TORINO - I gol di Higuain. La classe di Dybala. Il palleggio di Pjanic. I riflessi di Buffon. I tackle di Chiellini. Il piglio di Bonucci. I ripieghi di Mandzukic. Le discese di Dani Alves. I dribbling di Cuadrado... Scene da uno scudetto, il sesto di fila, impresa mai riuscita nella storia della Serie A, ma il vero protagonista, benché tenda a defilarsi, a lasciare il palco alla squadra, a ricordare che un allenatore «deve solo fare meno danni possibile», è di sicuro Massimiliano Allegri.
Per lui è il terzo campionato vinto e il settimo titolo conquistato in tre anni, dopo aver trionfato in finale di Coppa Italia e aspettando il sogno Champions: già basta per staccare Antonio Conte e isolarsi sul podio dei tecnici bianconeri più vincenti di sempre, preceduto soltanto dalle leggende Giovanni Trapattoni e Marcello Lippi che però hanno avuto tanti anni in più per alzare, rispettivamente, 14 e 13 trofei.
SVOLTA TATTICA - In questo campionato splendido, in questa stagione trionfale, è stato determinante con la tranquillità trasmessa, con la carica infusa, con scelte tattiche felici che hanno spianato vittorie chiave, ma soprattutto con il cambio di modulo, il conio del 4-2-3-1: la svolta è arrivata il 22 gennaio contro la Lazio, quando ha schierato contemporaneamente per la prima volta Pjanic, Cuadrado, Dybala, Mandzukic e Higuain.
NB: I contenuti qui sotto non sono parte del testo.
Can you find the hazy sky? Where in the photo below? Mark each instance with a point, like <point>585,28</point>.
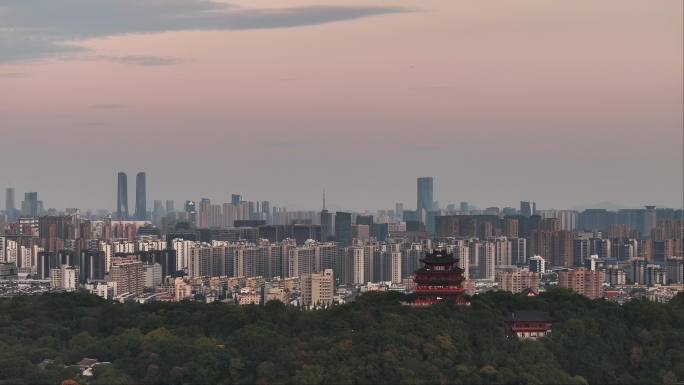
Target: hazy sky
<point>565,102</point>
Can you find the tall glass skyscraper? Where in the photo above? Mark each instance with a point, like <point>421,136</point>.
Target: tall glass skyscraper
<point>122,197</point>
<point>140,197</point>
<point>425,195</point>
<point>343,234</point>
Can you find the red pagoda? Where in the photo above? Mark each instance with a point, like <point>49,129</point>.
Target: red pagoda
<point>439,280</point>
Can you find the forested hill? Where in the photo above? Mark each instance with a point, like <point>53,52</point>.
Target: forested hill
<point>374,340</point>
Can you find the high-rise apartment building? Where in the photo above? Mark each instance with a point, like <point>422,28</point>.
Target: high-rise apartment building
<point>517,281</point>
<point>122,197</point>
<point>129,275</point>
<point>141,196</point>
<point>525,209</point>
<point>31,206</point>
<point>537,265</point>
<point>10,209</point>
<point>64,277</point>
<point>583,281</point>
<point>318,289</point>
<point>343,232</point>
<point>191,210</point>
<point>236,199</point>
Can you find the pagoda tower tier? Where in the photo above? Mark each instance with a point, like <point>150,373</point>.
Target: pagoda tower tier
<point>440,279</point>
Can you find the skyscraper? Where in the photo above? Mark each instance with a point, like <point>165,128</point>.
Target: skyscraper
<point>10,209</point>
<point>191,209</point>
<point>525,209</point>
<point>31,206</point>
<point>122,197</point>
<point>141,196</point>
<point>9,199</point>
<point>343,228</point>
<point>425,195</point>
<point>236,199</point>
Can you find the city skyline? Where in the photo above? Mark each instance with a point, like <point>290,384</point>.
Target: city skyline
<point>566,103</point>
<point>425,191</point>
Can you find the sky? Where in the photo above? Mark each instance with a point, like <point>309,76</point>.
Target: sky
<point>567,103</point>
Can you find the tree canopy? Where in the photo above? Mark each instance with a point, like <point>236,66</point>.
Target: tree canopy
<point>374,340</point>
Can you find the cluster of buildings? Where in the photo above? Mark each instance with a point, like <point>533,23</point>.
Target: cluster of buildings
<point>251,252</point>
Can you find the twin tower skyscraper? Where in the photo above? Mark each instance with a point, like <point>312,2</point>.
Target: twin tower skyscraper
<point>140,197</point>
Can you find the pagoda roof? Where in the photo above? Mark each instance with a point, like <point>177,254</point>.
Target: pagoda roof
<point>454,269</point>
<point>529,315</point>
<point>439,257</point>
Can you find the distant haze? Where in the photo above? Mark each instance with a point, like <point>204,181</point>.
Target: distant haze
<point>567,103</point>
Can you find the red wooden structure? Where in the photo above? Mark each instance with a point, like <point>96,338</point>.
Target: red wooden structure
<point>439,280</point>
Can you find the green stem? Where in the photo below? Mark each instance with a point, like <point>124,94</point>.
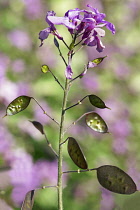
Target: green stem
<point>60,155</point>
<point>79,171</point>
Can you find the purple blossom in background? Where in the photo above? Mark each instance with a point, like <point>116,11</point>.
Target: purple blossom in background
<point>33,8</point>
<point>20,39</point>
<point>22,175</point>
<point>120,145</point>
<point>90,82</point>
<point>4,62</point>
<point>89,24</point>
<point>39,115</point>
<point>23,88</point>
<point>107,202</point>
<point>8,90</point>
<point>18,66</point>
<point>4,205</point>
<point>6,141</point>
Alla lettura delle formazioni, s’incrociavano sguardi increduli, c’era chi parlava di provocazione e chi di follia, ma Max sapeva di potersi fidare dei suoi uomini: è il sacrificio di attaccanti e centrocampisti, infatti, ad assicurare equilibrio a una
Juventus in apparenza sbilanciata, restituendo entusiasmo a una squadra che s’era in effetti adagiata su un 3-5-2 ormai stantio. Da tempo ci pensava, ma ha deciso d’istinto: dopo la sconfitta di Firenze, ha deciso che era il momento di cambiare e cambiando ha centrato il terzo scudetto consecutivo, il quarto della carriera dopo quello con il Milan.